So. You are thinking of doing it alone. You want to see what it would be like to rely on yourself entirely.
You also want something that is in short supply. Alone time.
Time in which you are not constantly bombarded with every type of media possible. Just space and time to breathe peacefully in this crowded world.
And you can do it. You are capable. You just need to do what you would do for any project with which you have no experience.
Plan and practice. Practice and plan. And know that it will be worth it.
Solo Hiking Tips
One of the biggest things you need before you take off on a solo trip is common sense.
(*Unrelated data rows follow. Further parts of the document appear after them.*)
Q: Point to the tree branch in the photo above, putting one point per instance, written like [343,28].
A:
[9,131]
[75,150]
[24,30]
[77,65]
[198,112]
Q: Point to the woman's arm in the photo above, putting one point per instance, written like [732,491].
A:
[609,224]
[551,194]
But common sense is not all that common.
You might want this trip for time to think, but the best time to think is before you go.
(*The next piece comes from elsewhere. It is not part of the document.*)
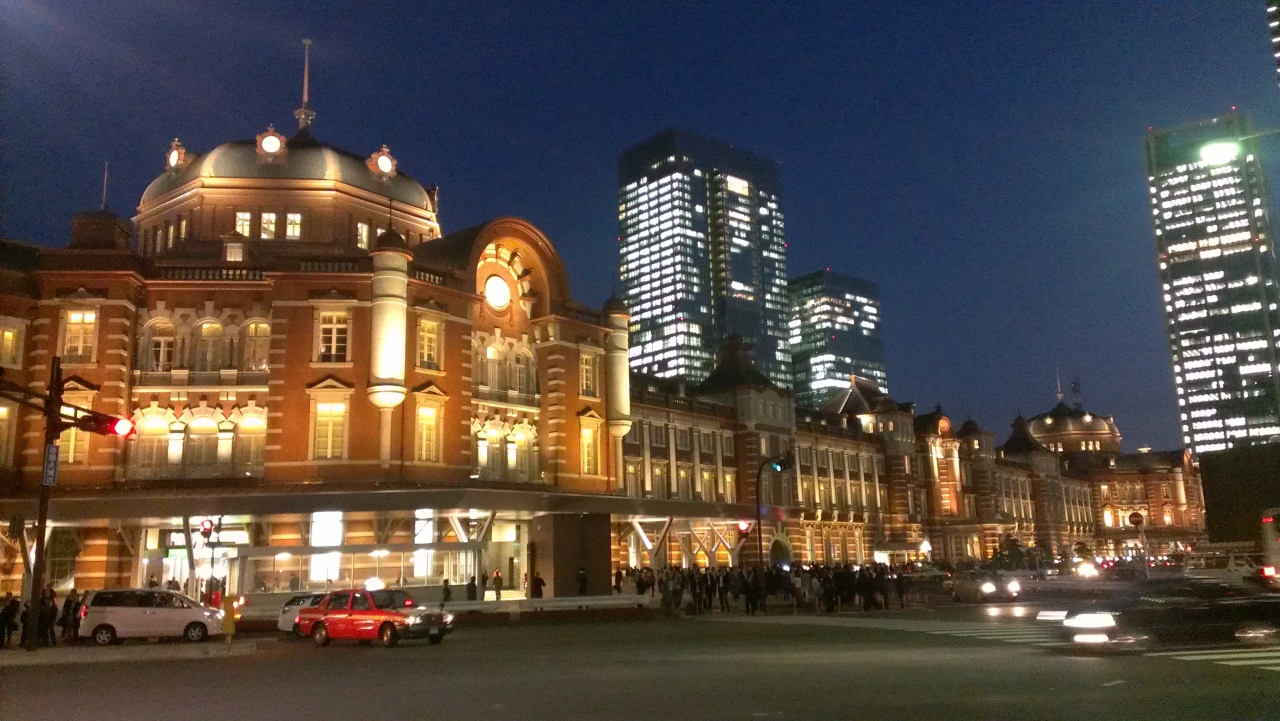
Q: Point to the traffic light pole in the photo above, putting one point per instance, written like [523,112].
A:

Here are some tips to make your trip the first of many.
#1 Take Baby Steps
Remember the movie “What about Bob?” Baby steps, take baby steps.
Start out taking small hikes or walks that get your experience and strength up.
Go with others at first and ask for tips from those that are more seasoned.
#2 Start With the Familiar
Know the area. One of the worst things to do would be to go to an unfamiliar trail by yourself the first time. Start with the familiar.
#3 Let Someone Know
Common sense (that phrase again!) says to let someone know where you are going and how long you plan on being gone.
It might seem like that defeats the purpose, but it is not. The objective is to go solo and safely make it back so that you can do it again another day.
#4 Know the Area
Get familiar with where you are going. Know what time the sun rises and sets where you are hiking.
And hiking poles save your knees. They can help to take the pressure off your knees and make the hike much more pleasant. Especially when you are a beginner.
#5 Know Your Limits
You may be wanting to test yourself, but be realistic.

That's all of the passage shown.